Since the Berthiaume Center’s founding during the summer of 2014 following a $10 million gift from Douglas and Diana Berthiaume, Associate Director Birton Cowden says he has seen a wide range of venture plans come through the center’s doors, “from a sock company to wearable technology to pet technology to a social enterprise around recycling in third world countries.”
In addition, Wooldridge said that “at the graduate and faculty level, we also work with scientists and engineers that have innovations (and) inventions they’ve done in research labs,” adding that these inventors want to introduce their products and ideas to the rest of the world.
Even students who don’t intend to become entrepreneurs can receive assistance from the Berthiaume Center. Wooldridge provided an example of an artist who had a bright idea, but needed help with web development.
Cowden cited the Berthiaume Center’s wide-reaching services and uniqueness as being a key factor that set it apart from the seven other applicants for 2016’s Outstanding Emerging Entrepreneurship Program Award.
“We’re not trying to copy another model. We’re not Babson (College), we’re not MIT,” Cowden said. “We’re building what needs to be here at UMass.”
Of the seven universities that submitted written applications in September, UMass Amherst, the University of Mississippi and St. Joseph’s University in Philadelphia were announced as the three finalists in November. The winner was announced at the USASBE conference, which was held Jan. 8 to12 in San Diego, California, according to an UMass press release.
“The feedback from the judges, which were the previous winners of the award, their comments were, ‘We’ve never seen a program be built so fast,’” said Cowden, who accepted the award in San Diego.
Through the Berthiaume Center, two student-run organizations with common goals have developed: the Berthiaume Student Innovators and the Entrepreneurship Club.

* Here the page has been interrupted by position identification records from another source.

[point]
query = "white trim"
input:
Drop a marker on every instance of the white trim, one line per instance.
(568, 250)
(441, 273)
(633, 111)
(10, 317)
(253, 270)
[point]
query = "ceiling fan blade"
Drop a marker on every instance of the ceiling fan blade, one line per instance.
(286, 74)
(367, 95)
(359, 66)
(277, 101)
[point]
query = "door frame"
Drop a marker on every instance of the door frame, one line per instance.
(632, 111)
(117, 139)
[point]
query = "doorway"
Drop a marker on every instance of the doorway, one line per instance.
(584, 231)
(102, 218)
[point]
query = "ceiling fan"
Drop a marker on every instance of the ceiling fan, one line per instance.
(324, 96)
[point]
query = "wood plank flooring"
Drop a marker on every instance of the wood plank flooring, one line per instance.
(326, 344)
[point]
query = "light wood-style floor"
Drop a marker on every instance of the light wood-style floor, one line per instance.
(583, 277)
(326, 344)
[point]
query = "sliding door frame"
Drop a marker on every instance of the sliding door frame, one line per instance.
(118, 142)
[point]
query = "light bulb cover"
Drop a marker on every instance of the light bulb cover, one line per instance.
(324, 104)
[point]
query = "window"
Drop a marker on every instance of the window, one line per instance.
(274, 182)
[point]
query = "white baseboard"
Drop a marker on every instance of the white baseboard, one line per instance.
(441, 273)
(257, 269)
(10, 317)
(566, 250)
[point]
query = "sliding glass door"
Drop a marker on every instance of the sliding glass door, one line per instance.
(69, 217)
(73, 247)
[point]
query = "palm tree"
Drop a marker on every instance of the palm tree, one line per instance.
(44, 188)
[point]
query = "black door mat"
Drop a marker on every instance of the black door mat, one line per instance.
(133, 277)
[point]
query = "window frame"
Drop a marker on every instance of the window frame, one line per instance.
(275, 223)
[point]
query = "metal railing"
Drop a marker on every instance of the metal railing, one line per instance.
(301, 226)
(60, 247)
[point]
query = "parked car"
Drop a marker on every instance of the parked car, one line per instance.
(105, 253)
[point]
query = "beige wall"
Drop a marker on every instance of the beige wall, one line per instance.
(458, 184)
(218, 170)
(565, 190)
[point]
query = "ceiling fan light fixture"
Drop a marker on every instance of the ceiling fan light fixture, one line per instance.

In addition, the center supports the BuzzBuilders marketing internships, arranges for guest speakers such as DraftKings CEO Jason Robins who visited campus in November, and organizes numerous other events, including regular idea jams.
Currently, Wooldridge describes the Berthiaume Center as “kind of a virtual center” because although there are offices, the center has no designated space to hold events, often utilizing the Integrative Learning Center. In the future, he hopes to gain a designated space.
Wooldridge also intends to implement a 10-week summer accelerator program, at the end of which students would be ready to speak in front of investors about their innovative ideas.